Sommes-nous vulnérables ? Oui, dans la mesure où, quels que soient les progrès réalisés, les femmes sont toujours hantées par une horloge biologique invisible mais inéluctable, le tic-tac, qui pèse sur nous comme une épée de Damoclès chaque fois que nous prenons une décision en matière de relation amoureuse ou de carrière. Dans ce contexte, avec le poids de siècles de stigmatisation de l'idée d'être "contre nature", faut-il s'étonner que des jeunes femmes fondent des entreprises pour tenter de pirater la biologie et de combler les lacunes en matière de santé des femmes ? Qu'elles soient prêtes à payer pour avoir plus d'empowerment ? Non.
Mais, les données ne sont pas nécessairement le savoir.
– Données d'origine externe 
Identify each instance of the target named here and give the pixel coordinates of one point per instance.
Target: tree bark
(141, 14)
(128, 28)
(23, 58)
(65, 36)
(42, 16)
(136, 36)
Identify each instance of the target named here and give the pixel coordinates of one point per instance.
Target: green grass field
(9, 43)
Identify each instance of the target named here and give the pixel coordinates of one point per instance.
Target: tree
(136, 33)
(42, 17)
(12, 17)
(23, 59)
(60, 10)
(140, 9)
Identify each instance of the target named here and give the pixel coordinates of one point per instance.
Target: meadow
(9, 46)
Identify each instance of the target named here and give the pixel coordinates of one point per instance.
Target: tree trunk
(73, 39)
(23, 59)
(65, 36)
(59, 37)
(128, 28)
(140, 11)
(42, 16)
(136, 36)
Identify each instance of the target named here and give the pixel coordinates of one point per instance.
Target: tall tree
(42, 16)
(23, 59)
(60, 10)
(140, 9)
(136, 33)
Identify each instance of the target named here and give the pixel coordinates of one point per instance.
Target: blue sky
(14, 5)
Et avoir plus d'empowerment n'est pas la même chose que d'avoir un réel pouvoir. Les kits de test hormonal à faire chez soi peuvent soulever plus de questions qu'ils n'apportent de réponses. Et, en fin de compte, si vous craignez l'infertilité mais n'êtes pas prêt·e à avoir un enfant et que vous vous demandez ce qu'il faut faire, un médecin que vous n'avez jamais rencontré ne trouvera pas la réponse à cette question au fond d'une simple fiole de votre sang.
"Bien que ces tests puissent vous dire des choses sur votre corps, ce qui peut être bien," conclut le Dr Webber, "ces niveaux d'hormones ne vous disent rien sur votre fertilité - ils ne donnent que des indices et ces indices doivent être interprétés dans un contexte médical. Les choses peuvent aussi changer. Les preuves scientifiques sont donc claires : ces tests sont d'une utilité limitée".